EL CENTRO — El Centro Regional Medical Center’s CEO Dr. Adolphe Edward, along with Dr. Christian Tomaszewski, addressed the community once again through Facebook Live Friday, July 9, to warn about the rise in COVID-19 cases and cases of the Delta variant due to lessened restrictions, more community gatherings, and lack of mask wearing.
“Cases are inching forward. People are taking their masks off, they’re gathering, and the virus is spreading again,” said Dr. Tomaszewski. “Just last night we admitted someone gasping for air to the ICU (Intensive Care Unit). It’s going to continue for months, if not years.”
However, Dr. Tomaszewski said he had two bits of good news to share — Regeneron and vaccination. He said Regeneron is a “mixture of antibodies against the variants,” which is used to treat patients with COVID-19, and that ECRMC has “plenty.”
“If we give you Regeneron, we can keep you from ending up in the ICU, especially if you’re over age 65, or if you’re over age 55 and you have any chronic medical problems,” he said.

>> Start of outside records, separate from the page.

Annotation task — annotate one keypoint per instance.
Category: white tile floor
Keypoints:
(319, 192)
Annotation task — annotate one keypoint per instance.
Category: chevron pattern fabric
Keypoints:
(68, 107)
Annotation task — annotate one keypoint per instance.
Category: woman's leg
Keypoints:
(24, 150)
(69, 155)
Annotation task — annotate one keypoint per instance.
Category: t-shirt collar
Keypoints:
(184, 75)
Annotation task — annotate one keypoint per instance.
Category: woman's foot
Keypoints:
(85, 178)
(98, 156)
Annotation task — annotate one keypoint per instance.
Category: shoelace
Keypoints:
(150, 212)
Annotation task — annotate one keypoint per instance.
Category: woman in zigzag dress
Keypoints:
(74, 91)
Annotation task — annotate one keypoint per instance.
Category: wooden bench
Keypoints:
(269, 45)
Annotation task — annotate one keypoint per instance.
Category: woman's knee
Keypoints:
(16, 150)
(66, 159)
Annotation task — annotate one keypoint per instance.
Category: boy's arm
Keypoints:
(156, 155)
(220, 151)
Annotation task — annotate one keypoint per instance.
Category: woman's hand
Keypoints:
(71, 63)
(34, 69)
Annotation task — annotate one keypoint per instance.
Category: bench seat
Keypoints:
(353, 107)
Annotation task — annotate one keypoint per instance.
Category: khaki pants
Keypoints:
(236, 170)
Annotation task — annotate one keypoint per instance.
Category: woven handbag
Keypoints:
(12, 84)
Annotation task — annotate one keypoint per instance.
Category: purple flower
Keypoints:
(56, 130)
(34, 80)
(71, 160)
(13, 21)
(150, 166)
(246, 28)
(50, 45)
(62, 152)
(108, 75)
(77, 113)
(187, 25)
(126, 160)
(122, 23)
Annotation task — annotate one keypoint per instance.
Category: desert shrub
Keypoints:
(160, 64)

Regarding vaccines, Dr. Tomaszewski advised to get vaccinated if you are able.
“There are two kinds of people in this world — vaccinated, and people that get COVID-19,” he said. “Every one of those people that is not vaccinated is a variant factory. These variants might decrease the efficiency or the efficacy of our current vaccines as well as our treatments with the monoclonals (Regeneron), that’s the problem with the variants.”
Dr. Edward nodded in agreement.
He said ECRMC received news earlier that morning that there were at least 100 known cases of the Delta variant in San Diego.

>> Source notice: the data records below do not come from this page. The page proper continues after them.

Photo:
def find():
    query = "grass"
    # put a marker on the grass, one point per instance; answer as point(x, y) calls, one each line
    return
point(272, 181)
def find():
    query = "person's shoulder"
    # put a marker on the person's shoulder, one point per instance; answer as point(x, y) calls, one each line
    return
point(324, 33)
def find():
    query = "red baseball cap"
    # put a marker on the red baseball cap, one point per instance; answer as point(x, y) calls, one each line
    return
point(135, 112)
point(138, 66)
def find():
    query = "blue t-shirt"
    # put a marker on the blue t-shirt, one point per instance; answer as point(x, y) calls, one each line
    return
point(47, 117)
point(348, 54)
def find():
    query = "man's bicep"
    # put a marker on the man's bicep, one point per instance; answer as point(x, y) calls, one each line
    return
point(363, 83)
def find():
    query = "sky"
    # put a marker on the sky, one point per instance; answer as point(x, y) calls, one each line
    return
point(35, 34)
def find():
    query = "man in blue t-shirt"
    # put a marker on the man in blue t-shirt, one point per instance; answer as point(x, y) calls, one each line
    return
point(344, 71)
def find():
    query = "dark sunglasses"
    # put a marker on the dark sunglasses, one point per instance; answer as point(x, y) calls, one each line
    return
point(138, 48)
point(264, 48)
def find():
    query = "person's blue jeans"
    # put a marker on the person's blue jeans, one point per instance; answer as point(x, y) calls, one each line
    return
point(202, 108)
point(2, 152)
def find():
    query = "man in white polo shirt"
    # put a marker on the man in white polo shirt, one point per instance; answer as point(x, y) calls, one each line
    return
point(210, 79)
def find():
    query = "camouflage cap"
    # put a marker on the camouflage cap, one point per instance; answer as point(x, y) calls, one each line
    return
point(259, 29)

Dr. Tomaszewski said that “99 percent of people that end up in the hospital with COVID-19, end up in the ICU with COVID-19, or die with COVID-19, currently are people that did not get vaccinated.”
Dr. Edward said they don’t care where individuals get vaccinated, but to just get vaccinated. Dr. Tomaszewski said it is even more important now to get vaccinated because of the Delta variant’s arrival in the Valley, stating it’s more transmissible and more deadly. However, “fortunately the vaccine still works good for that,” he said.
Both doctors strongly advised to get vaccinated.
A question from a viewer was read aloud regarding vaccine safety for pregnant women, to which Dr. Tomaszewski responded. “Each pregnant women needs to discuss that with their OB, but the findings are that you’re better off getting the vaccine, than getting COVID, especially if you’re pregnant.”
Dr. George Fareed, a local physician who has treated COVID patients in the Imperial Valley, had another opinion of the Delta variant.
“From my patients presenting with the Delta variant, I find the Zelenko protocol to be very effective,” Fareed said in a telephone interview. “(The Delta variant) is not worse than the original. From the studies that I have read, no young person under 30 should take the vaccine, and especially pregnant women.”
According to the California Department of Public Health, the Center's for Disease Control (CDC) is investigating recent reports of myocarditis and pericarditis in young adults and adolescents shortly after receipt of mRNA COVID-19 vaccines. However, they do still recommend the vaccine for individuals 12 years of age and older.
Another question was asked regarding wearing masks. Though the CDC states fully vaccinated individuals do not need to wear masks, Dr. Tomaszewski advised, “with the Delta variant, I mean, the more you wear a mask, the safer you are.”